LSYS / forestplot

A Python package to make publication-ready but customizable coefficient plots.
http://forestplot.rtfd.io
MIT License
112 stars 10 forks source link

Known Issue: Table headers don't work as expected with 6 (or fewer) rows of data #52

Closed LSYS closed 3 months ago

LSYS commented 1 year ago

See issue48-table-does-not-work-6rows-or-fewer.ipynb.
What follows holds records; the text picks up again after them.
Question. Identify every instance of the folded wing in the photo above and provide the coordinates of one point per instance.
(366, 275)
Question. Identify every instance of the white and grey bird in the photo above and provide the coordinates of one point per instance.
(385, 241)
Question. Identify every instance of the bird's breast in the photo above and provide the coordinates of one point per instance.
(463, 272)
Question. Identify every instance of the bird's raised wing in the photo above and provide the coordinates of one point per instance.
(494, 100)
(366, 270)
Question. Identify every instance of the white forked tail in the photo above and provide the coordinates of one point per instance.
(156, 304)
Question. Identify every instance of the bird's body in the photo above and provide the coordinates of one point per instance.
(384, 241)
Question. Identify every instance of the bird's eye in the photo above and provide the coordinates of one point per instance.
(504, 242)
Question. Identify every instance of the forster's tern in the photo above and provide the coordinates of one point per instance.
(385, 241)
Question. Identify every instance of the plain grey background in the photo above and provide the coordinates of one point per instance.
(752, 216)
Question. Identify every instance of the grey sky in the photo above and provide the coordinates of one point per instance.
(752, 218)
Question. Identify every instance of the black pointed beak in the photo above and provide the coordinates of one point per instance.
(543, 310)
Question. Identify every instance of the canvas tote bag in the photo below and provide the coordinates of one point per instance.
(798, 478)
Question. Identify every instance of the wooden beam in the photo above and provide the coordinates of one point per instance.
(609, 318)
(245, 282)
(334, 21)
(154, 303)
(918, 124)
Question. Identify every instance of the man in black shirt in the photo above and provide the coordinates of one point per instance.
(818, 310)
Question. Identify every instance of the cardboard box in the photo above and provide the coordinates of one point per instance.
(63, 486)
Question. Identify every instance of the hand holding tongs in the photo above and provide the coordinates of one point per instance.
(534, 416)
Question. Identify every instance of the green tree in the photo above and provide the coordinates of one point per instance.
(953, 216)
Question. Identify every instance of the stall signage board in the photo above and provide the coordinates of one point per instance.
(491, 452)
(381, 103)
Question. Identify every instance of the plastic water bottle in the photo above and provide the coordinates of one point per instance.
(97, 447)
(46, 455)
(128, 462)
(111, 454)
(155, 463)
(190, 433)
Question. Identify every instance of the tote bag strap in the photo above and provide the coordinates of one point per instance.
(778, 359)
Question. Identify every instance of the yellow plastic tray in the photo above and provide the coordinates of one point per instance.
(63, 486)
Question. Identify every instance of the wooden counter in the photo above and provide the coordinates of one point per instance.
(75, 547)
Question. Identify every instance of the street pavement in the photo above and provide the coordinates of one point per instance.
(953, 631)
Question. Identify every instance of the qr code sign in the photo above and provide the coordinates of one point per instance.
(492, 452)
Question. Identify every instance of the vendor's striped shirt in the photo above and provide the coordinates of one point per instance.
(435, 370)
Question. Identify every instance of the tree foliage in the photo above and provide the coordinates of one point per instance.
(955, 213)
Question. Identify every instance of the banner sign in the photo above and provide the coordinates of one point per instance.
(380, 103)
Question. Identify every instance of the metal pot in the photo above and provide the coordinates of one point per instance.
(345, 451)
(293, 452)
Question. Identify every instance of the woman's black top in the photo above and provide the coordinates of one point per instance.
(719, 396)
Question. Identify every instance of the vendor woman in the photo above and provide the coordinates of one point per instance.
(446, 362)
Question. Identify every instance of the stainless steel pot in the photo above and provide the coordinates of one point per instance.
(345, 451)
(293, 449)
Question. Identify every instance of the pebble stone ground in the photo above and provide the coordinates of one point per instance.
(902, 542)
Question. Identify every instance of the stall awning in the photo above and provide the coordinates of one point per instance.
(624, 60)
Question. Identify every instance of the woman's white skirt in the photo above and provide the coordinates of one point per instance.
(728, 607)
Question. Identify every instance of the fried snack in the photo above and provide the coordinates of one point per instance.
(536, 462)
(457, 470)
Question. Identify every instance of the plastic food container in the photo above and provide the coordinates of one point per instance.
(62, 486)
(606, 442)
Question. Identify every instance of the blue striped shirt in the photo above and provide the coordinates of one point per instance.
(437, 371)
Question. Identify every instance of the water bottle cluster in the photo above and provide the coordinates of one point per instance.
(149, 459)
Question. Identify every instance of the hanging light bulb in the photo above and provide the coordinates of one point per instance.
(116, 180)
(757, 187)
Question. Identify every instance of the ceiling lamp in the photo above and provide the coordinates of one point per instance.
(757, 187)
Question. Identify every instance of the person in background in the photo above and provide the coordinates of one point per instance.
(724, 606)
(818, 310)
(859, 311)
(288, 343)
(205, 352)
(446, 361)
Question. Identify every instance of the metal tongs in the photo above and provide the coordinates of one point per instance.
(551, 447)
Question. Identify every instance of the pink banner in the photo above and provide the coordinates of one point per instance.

df = fp.load_data("sleep")

fp.forestplot(df.head(6),  # the dataframe with results data
              estimate="r",  # col containing estimated effect size 
              ll="ll", hl="hl",  # lower & higher limits of conf. int.
              varlabel="label",  # column containing the varlabels to be printed on far left
              capitalize="capitalize",  # Capitalize labels
              pval="p-val",  # column containing p-values to be formatted
              annote=["n", "power", "est_ci"],  # columns to report on left of plot
              annoteheaders=["N", "Power", "Est. (95% Conf. Int.)"],  # ^corresponding headers
              rightannote=["formatted_pval", "group"],  # columns to report on right of plot 
              right_annoteheaders=["P-value", "Variable group"],  # ^corresponding headers
              xlabel="Pearson correlation coefficient",  # x-label title
              table=True,  # Format as a table
              )

image

jeanbaptisteb commented 8 months ago

I've encountered the same exact issue today, so I've been investigating it a bit to find a temporary workaround, but without success so far.

However, here are some elements if it can help someone else investigating the problem too:

After generating a forestplot (filling the "annote" and "annoteheaders" parameters, and setting the "table" parameter to True), I stored it in a fp variable. From fp, I can access the content of the "invisible" column labels through this line of code:

fp.yaxis.get_majorticklabels()[-1]

So the column labels are not really deleted from the plot, they are just invisible for some reason.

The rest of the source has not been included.